But if somebody else has or will go and do something where we get really good GC, I'd buy it.

I am back to Reference Counting

The problem with most GC's at the moment is that performance scales down linearly with the amount of memory allocated.

If you can guarantee that the data collected is a tree, or DAG, instead of a graph you can get away with reference counting. The thing with stop-and-copy garbage collectors is that it mostly didn't matter whether you collect tree or graphs; therefor most languages implemented that (mostly Cheney.) But now, we have programs which need to collect gigabytes of data and it is hard to keep pause times low.

Sure, reference counting is slow. But it is local, it is simple to implement, it is efficient in that it doesn't need a to-space which doubles the memory requirements, and it is predictable which implies it works well with RAII schemes.

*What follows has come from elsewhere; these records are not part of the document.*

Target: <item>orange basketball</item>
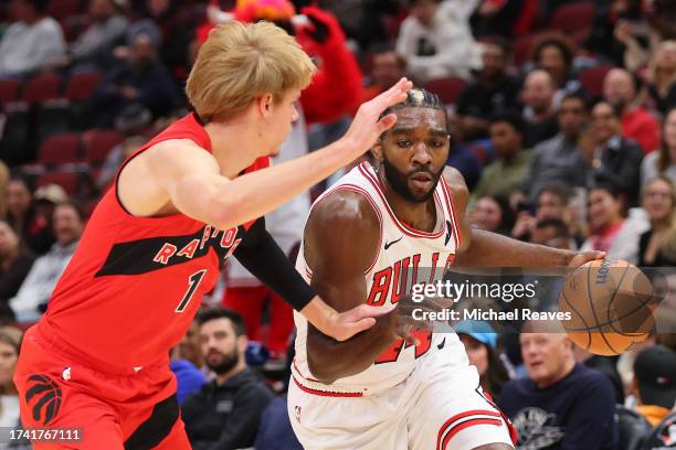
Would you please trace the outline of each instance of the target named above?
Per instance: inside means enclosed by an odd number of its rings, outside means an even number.
[[[653,286],[636,266],[596,259],[570,274],[559,310],[570,314],[563,329],[582,349],[617,355],[645,340],[655,325]]]

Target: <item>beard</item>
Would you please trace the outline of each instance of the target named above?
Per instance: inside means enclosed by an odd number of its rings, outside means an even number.
[[[402,199],[411,203],[424,203],[427,200],[432,199],[434,195],[434,190],[436,189],[436,184],[439,183],[439,179],[444,171],[444,167],[442,165],[441,170],[437,173],[434,173],[430,170],[430,168],[425,168],[419,165],[413,169],[410,173],[403,173],[399,169],[397,169],[383,154],[382,164],[384,169],[384,178],[390,184],[390,188]],[[415,194],[409,188],[409,178],[415,173],[426,173],[432,178],[432,188],[430,191],[423,194]]]
[[[219,352],[220,353],[220,352]],[[210,355],[204,357],[204,364],[216,375],[223,375],[230,371],[240,362],[240,355],[236,350],[233,350],[230,354],[222,354],[222,357],[215,363],[212,363],[209,358]]]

I am going to collect trees. Well, if I didn't mess up the invariants. There's a lot you can do with trees.

Witch's Brew

It seems to me that there's no One True Answer to GC. There's only One True Answer to issues like this and that is, "it depends". As in, everything is a balancing act / trade off / deal with the devil. So I wish instead of having it Solved Once And For All, we would instead have GC components that are architected into the system so well that we can swap them out. And munge them around. So the JVM lets you config, but not utterly replace the GC. I wanna be able to try other GC plugins. Please, let us add yet another layer of abstraction!

(Bacon @ IBM of course has lots of interesting publications on the topic of Ref Counting vs. Tracing vs. Hybrids.)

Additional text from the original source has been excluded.